Models were trained on a sub-sample of the rugby union data to ensure their performance was only evaluated against a separate, unseen subset (Guyon, 1997). A stratified group 10-fold cross-validation method was used to prevent data leakage, ensuring phases from the same match were only present in a single subset. Models were iteratively trained and validated, and later evaluated for generalisability on a separate test subset (Davis and Goadrich, 2006).
Hyperparameter optimisation was performed using Optuna (Akiba et al., 2019) to identify optimal model configurations. Optuna is an optimisation framework that dynamically explores model configurations by pruning unpromising models and applying parallelisation to concurrently execute multiple trials (Akiba et al., 2019).
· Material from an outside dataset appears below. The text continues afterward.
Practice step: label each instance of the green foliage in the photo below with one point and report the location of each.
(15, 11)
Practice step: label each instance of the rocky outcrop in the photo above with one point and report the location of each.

The number of trials was adapted to each model’s computational demands: multinomial logistic regression used 1,000 trials per iteration in the group 10-fold cross-validation method (10,000 total), random forest and KNN used 500 trials per fold (5,000 total), while SVM used 100 trials per fold (1,000 total).
The optimisation process explored a balance between model complexity, regularisation techniques, optimisation algorithms and decision boundary characteristics (Table 4). Multinomial logistic regression was tuned for regularisation strength, type and solver algorithm (Hosmer et al., 2013). Random forest hyperparameters included ensemble size, splitting criteria and class imbalance strategies (Breiman, 2001). Support vector machine optimisation covered regularisation strength, kernel types, gamma values and decision function shapes (Andrew, 2000). K-nearest neighbors was optimised for number of neighbours, weighting schemes, search algorithms, and distance metrics (Cunningham and Delany, 2007).
Hyperparameters explored for different models.
Each model’s best-performing configuration was evaluated using classification reports and confusion matrices to identify biases. The detailed model development, tuning and evaluation provide an exhaustive comparison of these four classification algorithms. This helps identify their predictive potential while highlighting the inherent challenges of modelling Expected Points in rugby union.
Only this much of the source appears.